On its website Drug Science says it was founded “with a passionate belief that the pursuit of knowledge should remain free of all political and commercial interest,” yet a spokesperson told The BMJ that “a small group of medical cannabis companies are supplying products to the Twenty21 project, and also providing direct project funding.”

A spokesperson for Drug Science told The BMJ it was “a charity that pursues its goals independently of any commercial influence, yet we do work with commercial partners when they form part of a consortium, such as the current Medical Cannabis Working Group.” On occasion, “Drug Science may work also with a single company; the arrangements for such would be under the terms of an unrestricted educational grant, where the commercial entity has no influence over Drug Science’s processes or outcomes.” Drug Science, he added, “will not engage with companies whose aims, objectives, or ethics conflict with its own.”

Other experts are unconvinced. Psychiatrist Marta Di Forti is a member of the government taskforce appointed to review evidence for the safety and efficacy of cannabis for the treatment of pain, which is due to report this spring. Based at the Institute of Psychiatry, Psychology and Neuroscience at King’s College London, Di Forti is concerned about the engagement of cannabis companies with patient groups and the “big jump” that medicinal cannabis should be made more widely available to treat a range of conditions for which evidence was still lacking.

As things stand, she said, “to go around saying that cannabis is wonderful for pain is like saying that if you are in pain a glass or two of wine might help.

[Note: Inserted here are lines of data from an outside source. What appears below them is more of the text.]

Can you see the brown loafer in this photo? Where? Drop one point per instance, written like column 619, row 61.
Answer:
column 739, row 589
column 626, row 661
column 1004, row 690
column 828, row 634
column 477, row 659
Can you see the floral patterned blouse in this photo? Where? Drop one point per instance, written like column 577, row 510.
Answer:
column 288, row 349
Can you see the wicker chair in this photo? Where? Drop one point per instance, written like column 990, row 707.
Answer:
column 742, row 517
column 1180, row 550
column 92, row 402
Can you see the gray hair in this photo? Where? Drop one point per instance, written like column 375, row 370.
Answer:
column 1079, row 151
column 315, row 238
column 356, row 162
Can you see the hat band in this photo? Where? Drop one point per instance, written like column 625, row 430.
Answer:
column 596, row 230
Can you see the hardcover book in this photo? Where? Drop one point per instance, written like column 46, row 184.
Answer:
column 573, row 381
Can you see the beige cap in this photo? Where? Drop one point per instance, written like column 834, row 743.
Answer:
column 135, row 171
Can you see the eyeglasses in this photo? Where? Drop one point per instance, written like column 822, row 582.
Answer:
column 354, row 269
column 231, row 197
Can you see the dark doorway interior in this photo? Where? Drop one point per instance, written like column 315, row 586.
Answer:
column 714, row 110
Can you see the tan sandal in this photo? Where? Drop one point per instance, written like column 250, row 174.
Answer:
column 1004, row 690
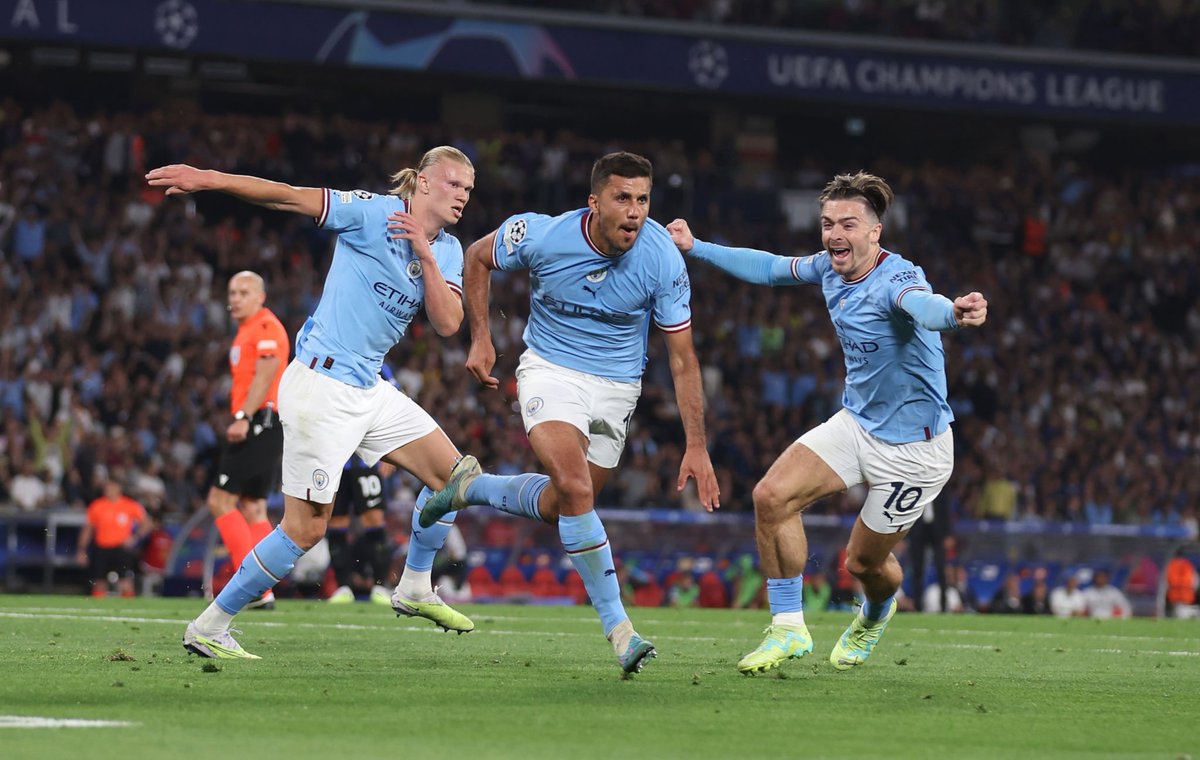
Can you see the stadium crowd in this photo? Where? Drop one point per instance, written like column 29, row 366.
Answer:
column 1078, row 402
column 1146, row 27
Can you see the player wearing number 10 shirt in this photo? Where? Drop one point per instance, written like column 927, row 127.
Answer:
column 893, row 431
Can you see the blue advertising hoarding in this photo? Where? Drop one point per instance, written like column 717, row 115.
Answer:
column 636, row 58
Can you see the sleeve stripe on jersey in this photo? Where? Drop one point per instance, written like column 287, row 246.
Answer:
column 676, row 328
column 324, row 207
column 907, row 289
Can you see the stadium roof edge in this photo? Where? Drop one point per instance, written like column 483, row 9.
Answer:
column 832, row 40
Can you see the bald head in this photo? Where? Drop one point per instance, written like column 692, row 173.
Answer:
column 246, row 294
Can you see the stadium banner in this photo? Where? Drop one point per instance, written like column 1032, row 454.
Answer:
column 599, row 54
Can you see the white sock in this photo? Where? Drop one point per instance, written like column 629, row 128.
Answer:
column 787, row 618
column 621, row 635
column 214, row 621
column 417, row 585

People advocating for cannabis use in pain or in any other condition who have been using cannabis at home are talking about getting relief from their discomfort thanks to a recreational substance.”

She added: “It’s a very important issue and I’m not dismissing it. But it is very easy for companies to offer an avenue of hope to patient groups, to say ‘would you like easier access to something that is making you feel better?’ and you can see how alliances can get formed.

“I am upset by this because some of these groups are vulnerable people with chronic conditions and looking for real relief and help.”

Footnotes

  • Competing interests: I have read and understood BMJ policy on declaration of interests and have no relevant interests to declare.

  • Provenance and peer review: Commissioned; not externally peer reviewed.